We can verify that the two functions yield the same results by using NumPy to check if all the elements of their output arrays are equal

In [None]:
numpy.all(build_bottom_map(cells_on_water) == build_bottom_map_tricky(cells_on_water))

We can use our map to extract the values of the temperature (for example) on the bottom layer. The idea is to prepare a 2D map and then to copy the values that we need with two nested for loops

In [None]:
def extract_bottom(variable_data, bottom_map):
    n_levels = variable_data.shape[0]
    y_points = variable_data.shape[1]
    x_points = variable_data.shape[2]

    bottom_var = numpy.zeros((y_points, x_points), dtype=variable_data.dtype)
    
    for i in range(y_points):
        for j in range(x_points):
            if bottom_map[i, j] == -1:
                bottom_var[i, j] = numpy.nan
            else:
                bottom_layer_index = int(bottom_map[i, j])
                bottom_var[i, j] = variable_data[bottom_layer_index, i, j]

    return bottom_var

bottom_map = build_bottom_map_tricky(cells_on_water)
bottom_temp = extract_bottom(temperature_dataset.thetao[0, : ,: ,:], bottom_map)

bottom_temp

Here, we can visualize the map we have produced.
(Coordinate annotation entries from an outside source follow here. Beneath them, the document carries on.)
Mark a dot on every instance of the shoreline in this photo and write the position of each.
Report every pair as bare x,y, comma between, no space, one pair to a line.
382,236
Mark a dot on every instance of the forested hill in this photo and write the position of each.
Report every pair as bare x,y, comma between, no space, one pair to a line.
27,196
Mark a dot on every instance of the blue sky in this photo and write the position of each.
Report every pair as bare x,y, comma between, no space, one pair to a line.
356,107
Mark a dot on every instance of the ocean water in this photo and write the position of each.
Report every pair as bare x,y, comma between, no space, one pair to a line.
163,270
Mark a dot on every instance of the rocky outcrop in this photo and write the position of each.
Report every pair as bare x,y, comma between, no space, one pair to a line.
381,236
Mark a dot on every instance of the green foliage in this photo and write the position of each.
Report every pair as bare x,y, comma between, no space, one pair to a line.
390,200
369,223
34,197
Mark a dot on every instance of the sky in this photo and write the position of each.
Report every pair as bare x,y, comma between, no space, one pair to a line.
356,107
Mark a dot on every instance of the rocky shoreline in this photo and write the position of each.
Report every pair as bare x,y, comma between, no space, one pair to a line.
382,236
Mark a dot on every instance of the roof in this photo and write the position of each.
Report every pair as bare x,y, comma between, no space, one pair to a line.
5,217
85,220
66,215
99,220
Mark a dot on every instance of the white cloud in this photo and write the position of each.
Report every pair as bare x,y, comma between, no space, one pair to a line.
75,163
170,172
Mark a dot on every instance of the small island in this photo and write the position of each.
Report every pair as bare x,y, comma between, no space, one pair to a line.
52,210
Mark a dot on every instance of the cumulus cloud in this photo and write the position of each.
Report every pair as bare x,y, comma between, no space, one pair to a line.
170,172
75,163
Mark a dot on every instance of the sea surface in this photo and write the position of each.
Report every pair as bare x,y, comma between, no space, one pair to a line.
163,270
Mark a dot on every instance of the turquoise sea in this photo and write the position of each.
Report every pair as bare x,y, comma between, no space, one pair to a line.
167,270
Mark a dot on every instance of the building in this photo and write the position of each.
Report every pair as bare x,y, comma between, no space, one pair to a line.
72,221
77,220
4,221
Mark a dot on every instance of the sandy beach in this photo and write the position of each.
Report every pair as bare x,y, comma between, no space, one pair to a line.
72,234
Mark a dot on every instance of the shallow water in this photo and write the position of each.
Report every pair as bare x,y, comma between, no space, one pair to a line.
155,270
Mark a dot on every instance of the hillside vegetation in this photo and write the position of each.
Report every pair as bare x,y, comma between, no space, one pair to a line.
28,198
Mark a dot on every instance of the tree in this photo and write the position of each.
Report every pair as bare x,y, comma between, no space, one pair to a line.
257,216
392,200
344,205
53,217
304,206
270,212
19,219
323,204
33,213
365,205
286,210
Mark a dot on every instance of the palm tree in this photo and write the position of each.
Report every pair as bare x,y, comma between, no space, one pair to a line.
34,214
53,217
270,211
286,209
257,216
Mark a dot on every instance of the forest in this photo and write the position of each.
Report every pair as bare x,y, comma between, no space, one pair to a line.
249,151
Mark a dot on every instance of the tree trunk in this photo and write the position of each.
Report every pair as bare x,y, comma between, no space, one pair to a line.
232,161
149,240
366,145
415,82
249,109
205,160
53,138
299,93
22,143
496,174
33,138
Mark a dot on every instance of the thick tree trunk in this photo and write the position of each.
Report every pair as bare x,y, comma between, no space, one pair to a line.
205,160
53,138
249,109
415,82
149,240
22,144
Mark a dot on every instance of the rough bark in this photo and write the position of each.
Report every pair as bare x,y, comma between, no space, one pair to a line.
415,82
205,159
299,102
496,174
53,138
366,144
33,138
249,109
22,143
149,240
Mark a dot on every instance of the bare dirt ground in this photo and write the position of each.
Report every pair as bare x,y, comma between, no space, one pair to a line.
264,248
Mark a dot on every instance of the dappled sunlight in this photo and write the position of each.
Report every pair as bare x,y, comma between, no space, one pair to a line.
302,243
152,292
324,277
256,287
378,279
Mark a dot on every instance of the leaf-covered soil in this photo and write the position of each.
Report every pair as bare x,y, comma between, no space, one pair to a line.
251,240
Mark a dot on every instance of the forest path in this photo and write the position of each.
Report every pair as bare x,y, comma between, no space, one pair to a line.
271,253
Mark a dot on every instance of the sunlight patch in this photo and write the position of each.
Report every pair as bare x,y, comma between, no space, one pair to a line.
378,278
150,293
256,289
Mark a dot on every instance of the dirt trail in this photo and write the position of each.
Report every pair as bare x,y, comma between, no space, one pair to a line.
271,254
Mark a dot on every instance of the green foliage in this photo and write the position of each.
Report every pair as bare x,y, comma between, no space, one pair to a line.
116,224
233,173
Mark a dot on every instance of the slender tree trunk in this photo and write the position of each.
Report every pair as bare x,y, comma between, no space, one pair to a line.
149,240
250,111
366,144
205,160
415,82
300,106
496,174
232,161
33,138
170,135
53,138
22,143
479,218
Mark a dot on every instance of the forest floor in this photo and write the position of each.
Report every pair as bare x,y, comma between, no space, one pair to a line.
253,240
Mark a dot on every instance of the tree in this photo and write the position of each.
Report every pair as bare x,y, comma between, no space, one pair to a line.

However, it is challenging to have a good physical intuition of the values displayed because this map is heavily influenced by the bathymetry

In [None]:
plt.imshow(bottom_temp, origin="lower")
plt.colorbar()

It would be interesting to compare the previous plot with the bathymetry of the domain.

As an exercise, draw the plot of the bathymetry using what you have learned in the previous examples. The bathymetry can be well approximated by the values of the depth axis, but you need to extract the values from the bottom layer. Good luck!